These questions are intended to help you probe the ways in which our brains process information to construct opinions and arguments. You can apply them to yourself or ask them of someone else.
How did you choose what to focus on and what to ignore?
Were you looking for something specific or just observing what happened?
How did your intentions, assumptions and point of view shape your observations?
What alternative viewpoints could you have taken?
How much did you zoom in for detail or zoom out for context?
How did your emotional state influence what you noticed?
How confident are you in the accuracy and completeness of your perceptions?
Did you pay equal attention to what was new and what was familiar?
Did you notice what remained constant and what shifted?
Which cognitive bias is most likely to have affected your perceptions?
How did you represent this information?
How did your choice relate to your intended audience?
What nuances might have been lost in translation?
How might someone else have expressed or interpreted this differently?
What reasoning lay behind your choice of labels or terms?
Did your choice of language introduce any assumptions or associations?
What elements of your representation were precise and what was ambiguous?
Did you maintain consistency throughout?
What criteria did you use to judge information, and what other criteria could you have used?
Would other people have chosen different criteria, scales or ranges of judgement?
Did you explore whether you had chosen the wrong criteria?
Did you establish your criteria in advance and apply them consistently or did they change?
How did you weigh different factors in your assessment?
How willing were you to revise your judgement based on new information?

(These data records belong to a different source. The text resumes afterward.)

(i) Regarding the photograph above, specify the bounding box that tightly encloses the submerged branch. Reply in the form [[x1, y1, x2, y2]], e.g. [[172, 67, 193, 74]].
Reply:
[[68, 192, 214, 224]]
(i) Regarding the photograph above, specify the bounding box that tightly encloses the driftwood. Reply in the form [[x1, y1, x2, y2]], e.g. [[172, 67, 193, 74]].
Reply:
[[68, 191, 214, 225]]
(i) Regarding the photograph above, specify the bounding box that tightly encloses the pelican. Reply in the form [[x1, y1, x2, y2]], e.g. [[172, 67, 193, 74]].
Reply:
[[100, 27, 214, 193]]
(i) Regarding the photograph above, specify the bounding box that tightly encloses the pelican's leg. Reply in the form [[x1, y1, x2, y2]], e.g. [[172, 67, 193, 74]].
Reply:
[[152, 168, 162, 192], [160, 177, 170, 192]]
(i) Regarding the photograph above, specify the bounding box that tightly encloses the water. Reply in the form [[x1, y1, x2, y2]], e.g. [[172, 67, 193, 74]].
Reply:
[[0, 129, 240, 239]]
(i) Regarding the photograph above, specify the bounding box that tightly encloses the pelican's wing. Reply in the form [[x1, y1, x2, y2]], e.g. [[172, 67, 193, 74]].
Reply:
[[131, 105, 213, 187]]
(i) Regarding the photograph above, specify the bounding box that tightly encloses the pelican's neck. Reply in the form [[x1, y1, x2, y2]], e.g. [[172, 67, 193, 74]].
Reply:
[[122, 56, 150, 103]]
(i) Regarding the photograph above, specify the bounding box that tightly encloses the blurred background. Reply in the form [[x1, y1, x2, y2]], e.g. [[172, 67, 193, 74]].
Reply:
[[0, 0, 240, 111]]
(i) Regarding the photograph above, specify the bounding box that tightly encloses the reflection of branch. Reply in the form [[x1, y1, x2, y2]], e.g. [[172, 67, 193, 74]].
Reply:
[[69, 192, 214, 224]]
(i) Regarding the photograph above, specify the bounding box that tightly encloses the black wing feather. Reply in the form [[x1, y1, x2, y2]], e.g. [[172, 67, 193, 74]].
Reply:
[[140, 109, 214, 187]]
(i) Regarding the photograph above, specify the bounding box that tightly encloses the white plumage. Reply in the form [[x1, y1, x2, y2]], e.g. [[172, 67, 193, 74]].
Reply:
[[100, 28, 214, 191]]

Did you seek out evidence to validate or disprove your assessment?
How did your personal beliefs or values influence your evaluation?
What principles guided your organisation of this information into categories?
Did you consider alternative ways of arranging this information?
How did you decide on the number of categories to use?
What did you do with information that was harder to categorise?
What nuances did you sacrifice to group your information?
What similarities and differences did your categorisation emphasise and what alternatives did it downplay?
Are your categories really distinct or do they overlap?
Did your groupings introduce any implied hierarchies or black-and-white thinking?
What connections did you identify, and what was your basis for making those links?
What connections were you looking for and what unexpected ones did you find?
Did you explore alternative possible connections?
How strong or weak were the connections you focused on compared to the ones you ignored?
Did you consider the possibility of random coincidences?
How did you determine the importance or significance of the patterns you found?
Did you examine potential links across different scales or timeframes?
Did you question or challenge any commonly accepted relationships?
Did you leap from correlation to causation?Â
What alternative explanations might there be for the phenomenon and what were your reasons for choosing this explanation?
Could you have assumed the wrong causal relationships?
To what extent were you choosing facts to fit existing explanations?
How far ahead (or backward) did you project, and what would happen if you go further?
How sensitive are your projections to small changes in the starting conditions?
What predictions are you making that are testable?
What circumstances or outcomes would prove your explanations or predictions to be wrong?
Did you consider a range of alternative future developments?
How did you factor in the inherent uncertainty when making your extrapolations?
Have you been overly optimistic or pessimistic in your explanation or predictions?
What gaps are there in your explanations and projections?